Farewell to Milan Kundera, the unbearable lightness of being free


Farewell to Milan Kundera, the unbearable lightness of being free

The lesson the Czech writer leaves us: "I live in terror of a world that has lost its sense of humour".

by Spartaco Pupo


Source: https://www.barbadillo.it/110334-addio-a-milan-kundera-linsostenibile-leggerezza-di-essere-liberi/

Milan Kundera, who died yesterday at the age of 94, was the most famous Czech writer of the second half of the 20th century. It had become tiring to read his latest novels, which were increasingly abstract and far removed from those that had made him famous. His old warhorses, then, were completely out of fashion.

His indulgence in the 'spirit of complexity' was ill-suited to the 'simplification' of our times. His heterodox intelligence was now incompatible with today's spasmodic quest for moral purity. Her sometimes deviant explorations of female sexuality could not be tolerated in the age of #MeToo. Yet it was precisely sex that was the main legacy of the communist period of Kundera's production, when it was elevated by him to one of the few means by which individuals could assert their freedom in the face of the repressive state. His dedication to form reached such an impressive obsessiveness that he once fired a publisher for replacing his colon with a full stop. He always banned Kindle editions of his books. In short, he was now too out of date.

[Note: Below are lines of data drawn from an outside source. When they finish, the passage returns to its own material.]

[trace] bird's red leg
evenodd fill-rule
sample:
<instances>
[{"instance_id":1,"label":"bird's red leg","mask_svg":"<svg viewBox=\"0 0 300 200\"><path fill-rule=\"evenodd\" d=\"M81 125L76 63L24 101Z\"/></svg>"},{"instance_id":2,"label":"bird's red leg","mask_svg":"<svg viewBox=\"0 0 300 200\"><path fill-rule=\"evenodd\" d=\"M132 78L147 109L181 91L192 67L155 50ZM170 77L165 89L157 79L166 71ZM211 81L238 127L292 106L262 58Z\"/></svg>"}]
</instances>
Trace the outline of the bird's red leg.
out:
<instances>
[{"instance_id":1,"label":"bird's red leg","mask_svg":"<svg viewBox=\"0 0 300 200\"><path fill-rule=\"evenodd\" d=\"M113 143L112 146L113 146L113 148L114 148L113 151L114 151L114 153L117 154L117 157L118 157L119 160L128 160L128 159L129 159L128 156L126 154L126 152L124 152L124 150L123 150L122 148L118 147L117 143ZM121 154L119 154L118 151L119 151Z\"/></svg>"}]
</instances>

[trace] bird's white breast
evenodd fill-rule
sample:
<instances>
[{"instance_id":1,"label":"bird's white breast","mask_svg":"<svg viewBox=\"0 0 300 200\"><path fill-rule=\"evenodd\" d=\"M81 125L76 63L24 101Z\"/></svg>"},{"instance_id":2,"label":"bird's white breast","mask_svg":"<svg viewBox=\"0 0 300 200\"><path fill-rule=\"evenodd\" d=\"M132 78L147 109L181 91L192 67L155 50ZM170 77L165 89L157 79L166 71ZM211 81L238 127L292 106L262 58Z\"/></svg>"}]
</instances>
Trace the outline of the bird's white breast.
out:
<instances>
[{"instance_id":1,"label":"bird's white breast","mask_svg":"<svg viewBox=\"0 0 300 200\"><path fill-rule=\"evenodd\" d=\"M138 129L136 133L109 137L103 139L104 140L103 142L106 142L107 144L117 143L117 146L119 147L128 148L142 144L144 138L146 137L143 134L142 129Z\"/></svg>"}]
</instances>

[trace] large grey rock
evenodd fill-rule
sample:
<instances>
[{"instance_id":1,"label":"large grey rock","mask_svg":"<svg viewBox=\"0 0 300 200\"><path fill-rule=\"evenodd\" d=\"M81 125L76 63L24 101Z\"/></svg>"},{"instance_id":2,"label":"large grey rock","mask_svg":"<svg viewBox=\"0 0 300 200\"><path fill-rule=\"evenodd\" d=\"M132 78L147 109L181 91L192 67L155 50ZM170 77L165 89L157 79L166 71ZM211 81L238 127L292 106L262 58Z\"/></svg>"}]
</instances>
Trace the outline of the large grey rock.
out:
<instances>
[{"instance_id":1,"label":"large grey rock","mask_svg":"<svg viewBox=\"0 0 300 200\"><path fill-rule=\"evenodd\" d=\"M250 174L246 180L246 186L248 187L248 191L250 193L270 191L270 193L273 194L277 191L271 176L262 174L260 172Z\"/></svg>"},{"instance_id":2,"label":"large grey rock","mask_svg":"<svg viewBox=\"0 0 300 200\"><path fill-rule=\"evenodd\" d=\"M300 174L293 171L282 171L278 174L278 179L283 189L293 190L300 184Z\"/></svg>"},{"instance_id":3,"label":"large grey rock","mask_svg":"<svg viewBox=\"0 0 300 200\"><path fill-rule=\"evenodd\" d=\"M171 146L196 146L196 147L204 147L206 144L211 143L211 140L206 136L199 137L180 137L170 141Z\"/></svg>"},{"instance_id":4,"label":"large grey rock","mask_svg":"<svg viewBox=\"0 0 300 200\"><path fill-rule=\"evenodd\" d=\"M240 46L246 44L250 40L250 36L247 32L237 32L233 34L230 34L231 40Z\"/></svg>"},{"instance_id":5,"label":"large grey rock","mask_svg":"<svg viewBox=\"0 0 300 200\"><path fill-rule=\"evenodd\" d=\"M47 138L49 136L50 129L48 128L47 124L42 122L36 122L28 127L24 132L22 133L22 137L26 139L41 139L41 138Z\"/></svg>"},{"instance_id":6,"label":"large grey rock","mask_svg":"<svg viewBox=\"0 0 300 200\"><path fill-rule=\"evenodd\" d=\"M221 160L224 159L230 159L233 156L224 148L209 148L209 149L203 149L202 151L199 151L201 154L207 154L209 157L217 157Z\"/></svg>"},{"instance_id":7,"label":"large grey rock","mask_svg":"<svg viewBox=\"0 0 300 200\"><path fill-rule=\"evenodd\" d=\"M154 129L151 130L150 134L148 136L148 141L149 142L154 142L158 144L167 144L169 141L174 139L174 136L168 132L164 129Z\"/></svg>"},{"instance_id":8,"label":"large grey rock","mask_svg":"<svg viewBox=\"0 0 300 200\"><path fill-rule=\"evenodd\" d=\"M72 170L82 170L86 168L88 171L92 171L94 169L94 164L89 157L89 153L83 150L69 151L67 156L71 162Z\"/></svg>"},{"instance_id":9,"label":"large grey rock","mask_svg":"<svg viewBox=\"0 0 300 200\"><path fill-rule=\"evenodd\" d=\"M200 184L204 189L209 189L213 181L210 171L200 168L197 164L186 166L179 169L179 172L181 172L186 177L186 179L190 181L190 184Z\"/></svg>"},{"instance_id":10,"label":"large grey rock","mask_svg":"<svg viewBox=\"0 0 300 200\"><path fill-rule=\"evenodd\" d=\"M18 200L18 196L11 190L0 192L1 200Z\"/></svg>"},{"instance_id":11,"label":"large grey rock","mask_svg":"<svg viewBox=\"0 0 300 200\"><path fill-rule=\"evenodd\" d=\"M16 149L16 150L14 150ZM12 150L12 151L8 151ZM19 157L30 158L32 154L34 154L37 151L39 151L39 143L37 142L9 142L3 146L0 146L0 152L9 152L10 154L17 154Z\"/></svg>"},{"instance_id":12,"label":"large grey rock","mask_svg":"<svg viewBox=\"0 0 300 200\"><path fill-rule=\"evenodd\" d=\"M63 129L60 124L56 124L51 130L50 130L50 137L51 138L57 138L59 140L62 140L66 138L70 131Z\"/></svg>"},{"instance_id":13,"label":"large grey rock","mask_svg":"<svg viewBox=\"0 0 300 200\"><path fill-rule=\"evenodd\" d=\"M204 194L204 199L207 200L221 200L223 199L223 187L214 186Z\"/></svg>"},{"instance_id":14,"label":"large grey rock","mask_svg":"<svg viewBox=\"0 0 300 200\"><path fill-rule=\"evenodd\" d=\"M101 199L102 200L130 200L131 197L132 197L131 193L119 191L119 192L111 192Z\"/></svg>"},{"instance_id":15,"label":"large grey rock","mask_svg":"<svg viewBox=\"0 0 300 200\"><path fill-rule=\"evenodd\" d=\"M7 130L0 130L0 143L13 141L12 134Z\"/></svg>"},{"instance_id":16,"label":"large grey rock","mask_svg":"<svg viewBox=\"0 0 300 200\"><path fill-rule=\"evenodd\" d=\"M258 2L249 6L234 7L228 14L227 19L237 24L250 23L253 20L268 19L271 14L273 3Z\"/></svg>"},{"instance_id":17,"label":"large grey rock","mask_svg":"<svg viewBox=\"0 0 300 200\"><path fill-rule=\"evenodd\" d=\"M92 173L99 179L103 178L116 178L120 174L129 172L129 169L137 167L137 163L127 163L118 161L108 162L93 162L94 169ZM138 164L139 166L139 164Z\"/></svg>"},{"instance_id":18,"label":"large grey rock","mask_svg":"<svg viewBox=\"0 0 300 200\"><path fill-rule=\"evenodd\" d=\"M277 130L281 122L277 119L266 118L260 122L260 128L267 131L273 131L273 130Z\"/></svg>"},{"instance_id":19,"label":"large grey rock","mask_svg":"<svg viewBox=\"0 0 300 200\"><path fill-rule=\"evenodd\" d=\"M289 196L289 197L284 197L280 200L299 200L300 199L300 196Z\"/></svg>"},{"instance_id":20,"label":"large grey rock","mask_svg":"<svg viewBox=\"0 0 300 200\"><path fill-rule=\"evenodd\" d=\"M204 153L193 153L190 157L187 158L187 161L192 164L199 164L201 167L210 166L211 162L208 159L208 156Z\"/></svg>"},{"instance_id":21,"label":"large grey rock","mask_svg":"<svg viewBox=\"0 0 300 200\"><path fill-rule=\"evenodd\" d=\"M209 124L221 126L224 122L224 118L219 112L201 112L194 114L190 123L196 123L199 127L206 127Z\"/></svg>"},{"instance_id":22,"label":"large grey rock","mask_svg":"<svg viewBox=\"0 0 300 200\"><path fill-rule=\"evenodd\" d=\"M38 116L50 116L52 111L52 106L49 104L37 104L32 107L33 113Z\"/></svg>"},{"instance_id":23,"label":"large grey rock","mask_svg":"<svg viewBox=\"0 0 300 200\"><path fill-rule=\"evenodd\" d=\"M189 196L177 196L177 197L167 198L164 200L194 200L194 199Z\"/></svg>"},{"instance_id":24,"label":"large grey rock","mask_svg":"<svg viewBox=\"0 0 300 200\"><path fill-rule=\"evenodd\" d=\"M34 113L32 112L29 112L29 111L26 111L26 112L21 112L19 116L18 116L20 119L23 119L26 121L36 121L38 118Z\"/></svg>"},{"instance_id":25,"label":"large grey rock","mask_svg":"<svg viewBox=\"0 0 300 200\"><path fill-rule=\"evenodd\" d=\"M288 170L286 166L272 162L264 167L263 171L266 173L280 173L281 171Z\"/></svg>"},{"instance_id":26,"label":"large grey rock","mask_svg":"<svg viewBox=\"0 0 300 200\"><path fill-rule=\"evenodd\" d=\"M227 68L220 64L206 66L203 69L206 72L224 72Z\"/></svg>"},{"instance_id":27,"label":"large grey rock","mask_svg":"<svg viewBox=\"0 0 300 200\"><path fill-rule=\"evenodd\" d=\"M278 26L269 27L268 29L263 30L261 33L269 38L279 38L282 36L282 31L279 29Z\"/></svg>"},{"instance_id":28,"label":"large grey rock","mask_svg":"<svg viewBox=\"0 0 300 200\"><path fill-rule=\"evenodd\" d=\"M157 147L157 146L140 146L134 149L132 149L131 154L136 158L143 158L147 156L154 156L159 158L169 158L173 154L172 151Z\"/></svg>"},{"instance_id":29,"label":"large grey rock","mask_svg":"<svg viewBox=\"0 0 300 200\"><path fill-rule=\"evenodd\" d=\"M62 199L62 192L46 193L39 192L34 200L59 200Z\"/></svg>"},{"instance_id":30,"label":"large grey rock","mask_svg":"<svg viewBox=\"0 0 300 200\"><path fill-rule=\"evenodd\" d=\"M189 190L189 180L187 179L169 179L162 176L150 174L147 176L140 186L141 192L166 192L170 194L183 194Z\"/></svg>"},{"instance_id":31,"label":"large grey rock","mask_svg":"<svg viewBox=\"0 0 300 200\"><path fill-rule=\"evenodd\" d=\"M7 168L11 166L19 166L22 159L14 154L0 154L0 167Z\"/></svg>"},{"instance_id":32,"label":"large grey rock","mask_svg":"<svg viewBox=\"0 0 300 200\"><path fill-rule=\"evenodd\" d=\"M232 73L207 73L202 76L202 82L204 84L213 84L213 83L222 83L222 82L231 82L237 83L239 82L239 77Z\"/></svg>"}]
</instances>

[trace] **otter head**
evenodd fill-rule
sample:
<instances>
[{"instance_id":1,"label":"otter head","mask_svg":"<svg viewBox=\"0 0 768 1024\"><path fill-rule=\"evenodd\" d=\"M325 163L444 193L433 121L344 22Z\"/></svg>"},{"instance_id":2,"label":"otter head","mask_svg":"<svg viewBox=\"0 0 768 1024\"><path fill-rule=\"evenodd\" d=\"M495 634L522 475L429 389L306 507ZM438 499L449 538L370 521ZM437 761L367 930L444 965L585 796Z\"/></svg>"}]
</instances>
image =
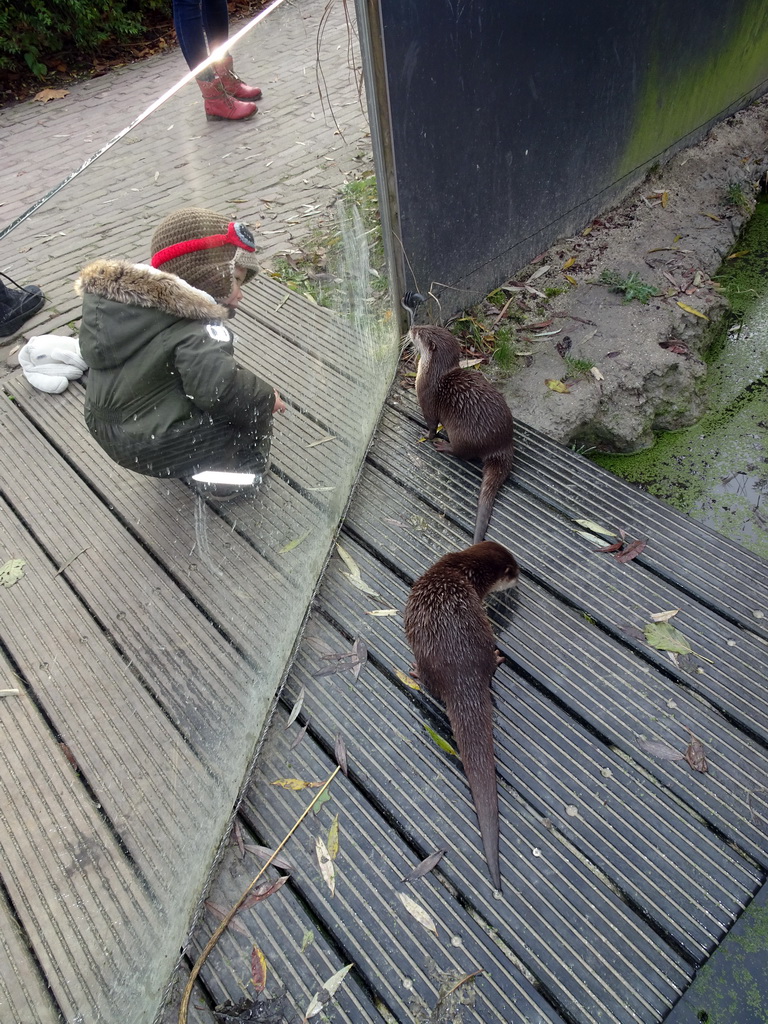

No one ever managed to label him. To those who interviewed him to ask if he was left-wing, he replied: 'I am a novelist'. Right-wing, then? 'I am a novelist'. Yet almost all his novels were a mix of politics, psychology, history, philosophy and sex, with one common thread: anti-communism. By the age of 40, he had already experienced the Nazi occupation of his country, the subsequent surrender to Stalinism, the liberalisations of the Prague Spring and the Soviet repression that followed.


In "The Joke" (1967), Kundera told the story of a young communist expelled from the Party for an ill-judged joke. He, who had been expelled from the Party in 1950 for his 'non-conformist' ideas and his 'anti-communist activity'. "Life is Elsewhere" (1973) is about the evolution of the character of a young poet obsessed with his mother and his subsequent switch to left-wing student politics. In the short story included in 'The Book of Laughter and Forgetting' (1979) he imagines a group of communist 'faithful' dancing in a circle and joyously levitating over the rooftops of Prague. 'The Unbearable Lightness of Being' (1984), as it is known, is set in the climate of aversion to the Soviet invasion of Czechoslovakia in 1968.

The early communist period in Prague, apart from its atmosphere of giddy utopian psychosis, was marked by horrors, many of them surreal. There was the fatal defenestration of Jan Masaryk, son of the former president, who pandered to the new regime and realised his monstrous mistake too late. In 1952, amid farcical trials and purges, the brightest minds of communism were executed and incinerated. But Kundera's dancers continued their joyous fast pace, prancing with double fervour. They were on the right side of history and their hearts were pure. He called them 'angels', and envied their up-to-the-minute movements.


Kundera knew that communist fundamentalism was incompatible with humour, which was an alternative reality made up of its own rules, which trivialised the seriousness of ideologues and mocked them to the point of 'evaporation'. Humour was a philosophical system that 'illuminates everything' and therefore those who practised it had to be annihilated. In a 1980 interview with Philip Roth, he said that he was able to recognise an 'anti-Stalinist' by the way he smiled: 'A sense of humour was a reliable sign of recognition. I have been living in terror ever since about a world that has lost its sense of humour'.

In the hands of another, more conventional writer, the recipe might have proved indigestible, but with Kundera levity prevailed in everything, even in the tragedies of politics.